Monday, June 27, 2005

Solar Plan burns up opponents

Governor Schwarzenegger had a simple plan--install a million solar panels across California in order to help save the environment. But in Sacramento, nothing is ever so easy:

Schwarzenegger is thinking big: He wants to increase the state's total solar output from about 101 megawatts to 3,000 megawatts by 2018. That's enough nonpolluting power to run about 2.25 million homes and eliminate the need to build six large natural gas-fired generating plants.

The governor isn't the only Hollywood star backing sun power. Actors Edward Norton and Ed Begley Jr., both well-known environmental activists, spoke at a recent media event in South Central Los Angeles in support of SB 1.

But the bill, despite such high-profile backing and a bipartisan 30-5 vote in the state Senate, is facing potential difficulties in the Assembly. Opposition from business lobbies, utilities, unions and even consumer groups is setting the stage for what could be a close vote. The first hint of how the bill will fare in the Assembly is expected to come today when it faces its first hearing in the Assembly Utilities and Commerce Committee.

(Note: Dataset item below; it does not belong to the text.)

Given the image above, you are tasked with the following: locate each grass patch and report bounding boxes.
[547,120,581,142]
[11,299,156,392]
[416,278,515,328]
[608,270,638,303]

Most of the complaints about the governor's solar program center on its estimated 10-year, $2-billion-to-$3-billion price tag. Much of that would be paid by power users in the form of surcharges imposed by the California Public Utilities Commission.

Proponents estimate that the annual rate hike would be about $15 per residential customer. But business groups — usually among Schwarzenegger's staunchest supporters — complain that increases for large power users such as big-box retailers and industrial operations would be much higher — a key point in a state that already has the highest electricity rates in the continental United States.